Santa Claus was good to the young ones in our household this year. After spending Christmas Eve helping the meteorologist track the big man using NORAD’s “Santa Tracker,” I believe he arrived at the homeplace around 3:30am Christmas morning, and left everything the girls wished for… with one exception.
The eldest of the 3 asked for something called Bendaroos, and I’ve researched it extensively only to determine it’s junk. But most toys are junk in the end, except they make kids happy. Anything that makes kids happy has a designation superior to junk, even when it is just that. Junk!
Bendaroos… “As seen on TV” You can’t buy a box of these things in stores. You have to go online. I wondered if Santa had wifi up at the North Pole.
He left a note on the coffee table explaining that he was sorry that there were no Bendaroos under the tree this year, because they must have fallen out of the sleigh as he flew over Jamaica. Santa went on to say that an elf would drop them off as soon as he could retrieve them. Now my little big girl keeps talking about an elf coming to see her. Greatness.
As expected, Christmas was a big hit for everyone in the household, except for me of course. Despite the warmth in my heart over making their holidays special, I’m a little selfish. I’m one of the many who get down in the dumps this time of year, and that’s just a fact nobody can get around. Not even me.
Christmas is a special mark on most every one’s calendar in my part of the world. That’s even true for people who aren’t Christians. They may not celebrate the birth of Jesus Christ and his status as a saviour to all that believe in him, but they still pause for the cause. They join in their Christian counterparts in hoping for the familiar but underrated phrase ‘Peace on Earth. Goodwill toward men.” I hope too.
The network radio star and Austin storyteller John Henry Faulk made a living on making people laugh, but he also made his mark by making people think. His style was extremely rural. The TV show Hee Haw used his talents in the 1980’s with success. It turns out though, that on that corn-pone comedy series, Faulk appeared to be one of the most intelligent. (I think Archie Campbell was the other brain on the show.) Faulk’s account of one Christmas gained popularity when NPR aired it in the 1970’s. I wept when I first listened to it. I can’t listen to it anymore, but you can by going here.
Since Christmas is a special mark, it also allows your mind to go back to those happy memories of Christmas’ past. Christmas takes me to several places in my mind. The most prevalent is a trip back in time to the faces and sounds of loved ones who’ve left this world long ago. It takes me back to trips to my great grandparents. It’s waking up to a tree so tall that Daddy had to get out the industrial ladder so Mama could decorate the top. It takes me back to actually cutting a Christmas tree from the woods outside of town, whether it was on my family’s land, or some ditch east of Austin Chapel.

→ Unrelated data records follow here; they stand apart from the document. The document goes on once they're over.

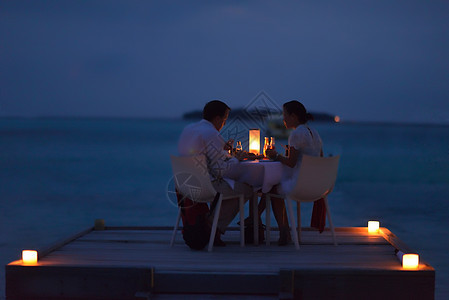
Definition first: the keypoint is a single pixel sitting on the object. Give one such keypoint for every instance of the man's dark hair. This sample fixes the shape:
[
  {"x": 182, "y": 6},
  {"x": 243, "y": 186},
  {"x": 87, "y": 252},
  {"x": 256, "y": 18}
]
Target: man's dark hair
[{"x": 213, "y": 109}]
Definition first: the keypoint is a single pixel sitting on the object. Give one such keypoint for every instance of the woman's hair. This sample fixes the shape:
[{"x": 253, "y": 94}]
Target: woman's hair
[
  {"x": 296, "y": 108},
  {"x": 214, "y": 108}
]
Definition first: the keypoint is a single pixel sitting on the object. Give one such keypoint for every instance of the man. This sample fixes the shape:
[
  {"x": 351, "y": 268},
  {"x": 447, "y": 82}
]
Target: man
[{"x": 204, "y": 137}]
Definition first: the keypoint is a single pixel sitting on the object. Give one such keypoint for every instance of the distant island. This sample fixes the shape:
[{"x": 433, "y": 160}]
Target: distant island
[{"x": 264, "y": 113}]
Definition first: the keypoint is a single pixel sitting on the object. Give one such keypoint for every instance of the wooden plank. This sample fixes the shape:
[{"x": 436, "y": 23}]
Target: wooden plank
[
  {"x": 362, "y": 262},
  {"x": 359, "y": 284},
  {"x": 53, "y": 282}
]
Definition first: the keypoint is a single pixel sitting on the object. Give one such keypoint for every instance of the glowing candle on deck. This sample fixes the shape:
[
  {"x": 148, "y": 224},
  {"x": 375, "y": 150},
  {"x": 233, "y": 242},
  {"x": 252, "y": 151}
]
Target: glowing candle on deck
[
  {"x": 254, "y": 141},
  {"x": 373, "y": 226},
  {"x": 29, "y": 256},
  {"x": 410, "y": 261}
]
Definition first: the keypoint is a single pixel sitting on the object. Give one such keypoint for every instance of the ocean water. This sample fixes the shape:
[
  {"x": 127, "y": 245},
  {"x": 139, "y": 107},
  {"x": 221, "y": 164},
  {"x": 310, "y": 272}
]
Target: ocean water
[{"x": 58, "y": 175}]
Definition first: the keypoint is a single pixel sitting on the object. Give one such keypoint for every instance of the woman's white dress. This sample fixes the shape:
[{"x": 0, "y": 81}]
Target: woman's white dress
[{"x": 305, "y": 140}]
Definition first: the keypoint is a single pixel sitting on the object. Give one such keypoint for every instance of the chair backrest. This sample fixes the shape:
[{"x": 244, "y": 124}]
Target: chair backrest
[
  {"x": 192, "y": 178},
  {"x": 316, "y": 178}
]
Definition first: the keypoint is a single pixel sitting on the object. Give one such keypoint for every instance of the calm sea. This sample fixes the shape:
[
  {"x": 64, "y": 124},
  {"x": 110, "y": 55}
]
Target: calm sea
[{"x": 58, "y": 175}]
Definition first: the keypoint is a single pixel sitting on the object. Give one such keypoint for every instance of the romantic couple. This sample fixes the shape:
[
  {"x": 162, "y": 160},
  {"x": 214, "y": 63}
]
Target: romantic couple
[{"x": 204, "y": 137}]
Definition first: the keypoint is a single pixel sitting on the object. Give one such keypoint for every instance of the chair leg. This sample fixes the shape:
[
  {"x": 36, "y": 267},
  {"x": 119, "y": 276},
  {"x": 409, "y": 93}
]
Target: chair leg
[
  {"x": 298, "y": 218},
  {"x": 256, "y": 220},
  {"x": 214, "y": 224},
  {"x": 176, "y": 227},
  {"x": 267, "y": 219},
  {"x": 293, "y": 223},
  {"x": 242, "y": 220},
  {"x": 330, "y": 221}
]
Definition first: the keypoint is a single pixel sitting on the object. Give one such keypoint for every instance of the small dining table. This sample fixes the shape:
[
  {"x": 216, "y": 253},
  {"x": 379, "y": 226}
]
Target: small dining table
[{"x": 262, "y": 175}]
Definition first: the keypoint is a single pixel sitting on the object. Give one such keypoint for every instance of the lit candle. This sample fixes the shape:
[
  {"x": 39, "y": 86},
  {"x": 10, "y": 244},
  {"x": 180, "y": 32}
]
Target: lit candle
[
  {"x": 254, "y": 141},
  {"x": 373, "y": 226},
  {"x": 29, "y": 256},
  {"x": 410, "y": 261}
]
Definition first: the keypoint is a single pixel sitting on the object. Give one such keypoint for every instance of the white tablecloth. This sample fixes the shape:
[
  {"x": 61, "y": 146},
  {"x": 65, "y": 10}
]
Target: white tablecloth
[{"x": 261, "y": 174}]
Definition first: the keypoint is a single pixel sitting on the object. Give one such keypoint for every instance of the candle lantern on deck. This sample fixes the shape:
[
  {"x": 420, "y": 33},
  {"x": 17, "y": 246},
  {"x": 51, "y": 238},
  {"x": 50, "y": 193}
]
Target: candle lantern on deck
[
  {"x": 373, "y": 226},
  {"x": 29, "y": 257},
  {"x": 254, "y": 141},
  {"x": 410, "y": 261}
]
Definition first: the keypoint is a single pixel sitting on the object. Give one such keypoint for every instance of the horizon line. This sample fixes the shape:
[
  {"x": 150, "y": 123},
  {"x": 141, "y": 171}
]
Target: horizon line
[{"x": 180, "y": 118}]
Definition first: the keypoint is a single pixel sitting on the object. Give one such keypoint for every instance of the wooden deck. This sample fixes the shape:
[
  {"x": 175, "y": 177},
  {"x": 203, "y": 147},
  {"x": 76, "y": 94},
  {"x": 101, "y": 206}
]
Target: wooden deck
[{"x": 130, "y": 263}]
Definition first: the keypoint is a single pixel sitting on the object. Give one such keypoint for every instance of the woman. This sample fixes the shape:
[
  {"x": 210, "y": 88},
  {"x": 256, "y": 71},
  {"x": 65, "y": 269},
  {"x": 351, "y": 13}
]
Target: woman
[{"x": 302, "y": 140}]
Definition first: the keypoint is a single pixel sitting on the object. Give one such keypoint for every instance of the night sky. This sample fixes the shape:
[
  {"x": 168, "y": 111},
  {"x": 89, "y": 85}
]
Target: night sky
[{"x": 379, "y": 60}]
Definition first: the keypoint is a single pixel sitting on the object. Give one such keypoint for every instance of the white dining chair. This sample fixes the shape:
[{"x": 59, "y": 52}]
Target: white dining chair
[
  {"x": 192, "y": 181},
  {"x": 316, "y": 179}
]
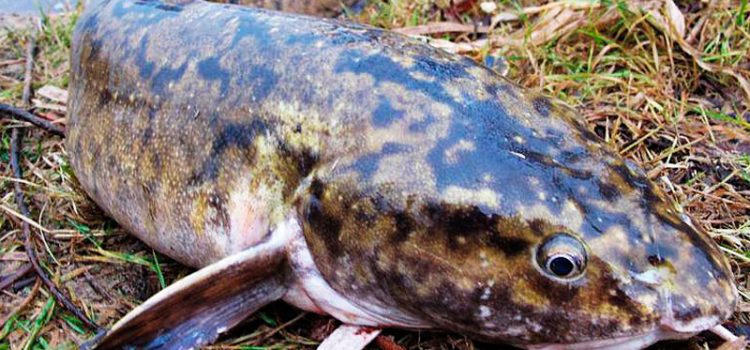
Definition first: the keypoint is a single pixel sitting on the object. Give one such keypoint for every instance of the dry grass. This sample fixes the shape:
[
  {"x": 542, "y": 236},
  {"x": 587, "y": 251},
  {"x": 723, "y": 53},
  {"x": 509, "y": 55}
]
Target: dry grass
[{"x": 669, "y": 98}]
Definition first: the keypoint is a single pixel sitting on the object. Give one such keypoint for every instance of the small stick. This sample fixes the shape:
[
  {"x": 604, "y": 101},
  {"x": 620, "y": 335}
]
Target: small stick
[
  {"x": 15, "y": 164},
  {"x": 30, "y": 49},
  {"x": 23, "y": 115},
  {"x": 23, "y": 304},
  {"x": 8, "y": 281}
]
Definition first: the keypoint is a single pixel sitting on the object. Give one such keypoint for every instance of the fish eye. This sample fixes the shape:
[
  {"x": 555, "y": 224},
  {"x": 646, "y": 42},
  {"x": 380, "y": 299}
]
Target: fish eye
[{"x": 562, "y": 256}]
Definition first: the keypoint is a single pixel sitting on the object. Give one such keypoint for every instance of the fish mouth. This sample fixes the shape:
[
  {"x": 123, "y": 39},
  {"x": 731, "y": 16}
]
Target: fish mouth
[
  {"x": 670, "y": 329},
  {"x": 619, "y": 343}
]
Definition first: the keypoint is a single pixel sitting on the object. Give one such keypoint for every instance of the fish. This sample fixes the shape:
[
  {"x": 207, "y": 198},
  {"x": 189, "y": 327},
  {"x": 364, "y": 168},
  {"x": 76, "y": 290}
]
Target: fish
[{"x": 359, "y": 173}]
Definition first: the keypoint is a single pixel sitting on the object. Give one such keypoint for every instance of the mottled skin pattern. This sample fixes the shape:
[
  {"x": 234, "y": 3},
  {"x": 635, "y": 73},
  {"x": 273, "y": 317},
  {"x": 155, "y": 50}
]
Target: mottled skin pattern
[
  {"x": 323, "y": 8},
  {"x": 423, "y": 182}
]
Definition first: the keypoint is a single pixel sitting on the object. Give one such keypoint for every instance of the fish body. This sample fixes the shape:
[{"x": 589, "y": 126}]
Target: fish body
[{"x": 396, "y": 184}]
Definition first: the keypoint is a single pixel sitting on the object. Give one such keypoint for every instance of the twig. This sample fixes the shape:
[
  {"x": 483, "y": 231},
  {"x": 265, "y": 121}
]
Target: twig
[
  {"x": 23, "y": 115},
  {"x": 23, "y": 304},
  {"x": 387, "y": 343},
  {"x": 30, "y": 49},
  {"x": 6, "y": 282},
  {"x": 28, "y": 242}
]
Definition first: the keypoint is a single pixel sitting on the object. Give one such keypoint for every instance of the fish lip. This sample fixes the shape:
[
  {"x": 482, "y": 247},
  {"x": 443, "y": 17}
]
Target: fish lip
[{"x": 639, "y": 341}]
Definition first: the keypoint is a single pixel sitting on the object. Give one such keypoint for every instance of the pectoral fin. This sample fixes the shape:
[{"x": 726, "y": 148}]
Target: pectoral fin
[{"x": 197, "y": 308}]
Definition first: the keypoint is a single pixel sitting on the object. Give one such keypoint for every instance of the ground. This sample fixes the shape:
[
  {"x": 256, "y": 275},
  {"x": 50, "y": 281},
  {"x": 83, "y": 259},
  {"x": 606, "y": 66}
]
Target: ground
[{"x": 665, "y": 84}]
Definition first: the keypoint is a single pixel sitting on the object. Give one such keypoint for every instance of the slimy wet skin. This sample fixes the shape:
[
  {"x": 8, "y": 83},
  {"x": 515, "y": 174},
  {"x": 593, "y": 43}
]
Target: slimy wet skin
[{"x": 356, "y": 172}]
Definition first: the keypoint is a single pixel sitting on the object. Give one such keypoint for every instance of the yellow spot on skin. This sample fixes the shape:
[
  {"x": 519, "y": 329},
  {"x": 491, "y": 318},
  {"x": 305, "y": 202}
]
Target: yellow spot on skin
[{"x": 525, "y": 295}]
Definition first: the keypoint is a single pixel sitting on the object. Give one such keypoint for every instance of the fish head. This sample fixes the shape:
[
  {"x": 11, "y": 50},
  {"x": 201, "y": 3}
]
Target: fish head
[{"x": 504, "y": 218}]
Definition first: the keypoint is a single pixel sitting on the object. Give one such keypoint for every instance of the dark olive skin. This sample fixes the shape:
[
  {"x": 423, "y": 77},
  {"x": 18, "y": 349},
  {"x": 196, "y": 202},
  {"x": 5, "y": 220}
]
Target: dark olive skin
[{"x": 424, "y": 182}]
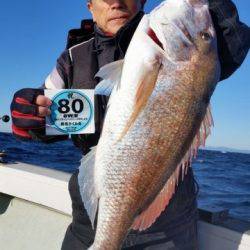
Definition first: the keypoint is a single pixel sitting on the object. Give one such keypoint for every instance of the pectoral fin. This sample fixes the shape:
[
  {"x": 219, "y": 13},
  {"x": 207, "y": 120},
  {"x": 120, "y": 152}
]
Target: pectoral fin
[
  {"x": 111, "y": 75},
  {"x": 150, "y": 215},
  {"x": 144, "y": 91},
  {"x": 88, "y": 191}
]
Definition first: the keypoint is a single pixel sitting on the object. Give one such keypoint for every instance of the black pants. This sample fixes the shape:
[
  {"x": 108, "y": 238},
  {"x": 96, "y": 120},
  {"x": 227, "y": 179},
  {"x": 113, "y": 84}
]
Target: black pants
[{"x": 176, "y": 228}]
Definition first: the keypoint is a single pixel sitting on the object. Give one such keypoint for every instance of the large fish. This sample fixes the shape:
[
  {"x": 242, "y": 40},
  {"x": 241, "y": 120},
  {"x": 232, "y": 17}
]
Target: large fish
[{"x": 158, "y": 115}]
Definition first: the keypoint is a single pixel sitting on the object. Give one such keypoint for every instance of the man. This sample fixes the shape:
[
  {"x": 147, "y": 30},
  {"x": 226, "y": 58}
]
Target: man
[{"x": 88, "y": 49}]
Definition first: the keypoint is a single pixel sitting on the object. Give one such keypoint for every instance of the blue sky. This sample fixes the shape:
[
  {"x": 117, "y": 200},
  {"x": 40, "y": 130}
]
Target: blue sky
[{"x": 33, "y": 34}]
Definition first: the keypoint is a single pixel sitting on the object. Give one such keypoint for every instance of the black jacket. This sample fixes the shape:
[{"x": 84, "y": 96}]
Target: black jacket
[{"x": 88, "y": 49}]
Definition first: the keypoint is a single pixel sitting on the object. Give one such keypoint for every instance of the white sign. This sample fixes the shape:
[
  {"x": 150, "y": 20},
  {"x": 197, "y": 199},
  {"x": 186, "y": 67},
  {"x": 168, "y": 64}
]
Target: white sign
[{"x": 72, "y": 112}]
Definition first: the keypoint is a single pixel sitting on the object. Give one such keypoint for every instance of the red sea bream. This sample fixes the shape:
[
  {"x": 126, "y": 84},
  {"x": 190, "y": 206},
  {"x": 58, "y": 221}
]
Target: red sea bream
[{"x": 158, "y": 115}]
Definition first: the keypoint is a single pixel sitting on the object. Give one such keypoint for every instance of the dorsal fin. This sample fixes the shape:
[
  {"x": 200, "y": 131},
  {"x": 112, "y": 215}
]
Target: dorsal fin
[{"x": 150, "y": 215}]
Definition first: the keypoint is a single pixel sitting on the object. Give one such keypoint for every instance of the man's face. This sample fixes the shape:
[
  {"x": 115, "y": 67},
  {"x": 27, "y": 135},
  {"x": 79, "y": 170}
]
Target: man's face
[{"x": 111, "y": 15}]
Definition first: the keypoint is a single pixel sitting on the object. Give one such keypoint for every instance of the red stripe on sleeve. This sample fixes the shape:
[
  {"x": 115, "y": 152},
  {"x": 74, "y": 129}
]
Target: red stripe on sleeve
[
  {"x": 21, "y": 132},
  {"x": 17, "y": 114}
]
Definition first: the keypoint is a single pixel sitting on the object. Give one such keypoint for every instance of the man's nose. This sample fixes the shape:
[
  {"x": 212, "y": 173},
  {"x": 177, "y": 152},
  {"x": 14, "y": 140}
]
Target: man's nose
[{"x": 117, "y": 4}]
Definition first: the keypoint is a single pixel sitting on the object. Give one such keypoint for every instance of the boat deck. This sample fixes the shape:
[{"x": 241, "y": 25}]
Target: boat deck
[{"x": 35, "y": 210}]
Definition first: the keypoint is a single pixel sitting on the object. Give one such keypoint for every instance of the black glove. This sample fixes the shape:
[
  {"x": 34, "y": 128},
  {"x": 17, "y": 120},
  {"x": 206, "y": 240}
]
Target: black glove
[
  {"x": 24, "y": 113},
  {"x": 26, "y": 124}
]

Christmas is my Mama Lizia’s tea cakes. It’s Nannie & Papa’s fake Christmas tree. It’s bags of fruit delivered to the residents out at Sunny Acres Nursing Home. It’s taking highway 44 home from Mama Tidwell’s house in hopes of seeing Santa Claus flying across the sky. I never saw him fly, but we took that route because 30 years before, my Mama was a small child- and her family thought they saw Santa on that road. Christmas was seeing the train roll through town and wondering when Daddy would be home again. It was Uncle Joe Shumake and his red Chevrolet pick up.
It was the Methodist Church on Christmas Eve, the Baptist Church for Christmas Day, and making decorations in Mama’s kitchen to hang on the De Kalb community Christmas tree.
It’s a lot of things to me that aren’t there anymore, and while I smile when I think back to them… the smile fades when I return to reality.
But leave it to my house full of young people (partner included) to put the smile back on my face. Knowing they’re healthy and growing (and happy) is worth a hundred Christmases.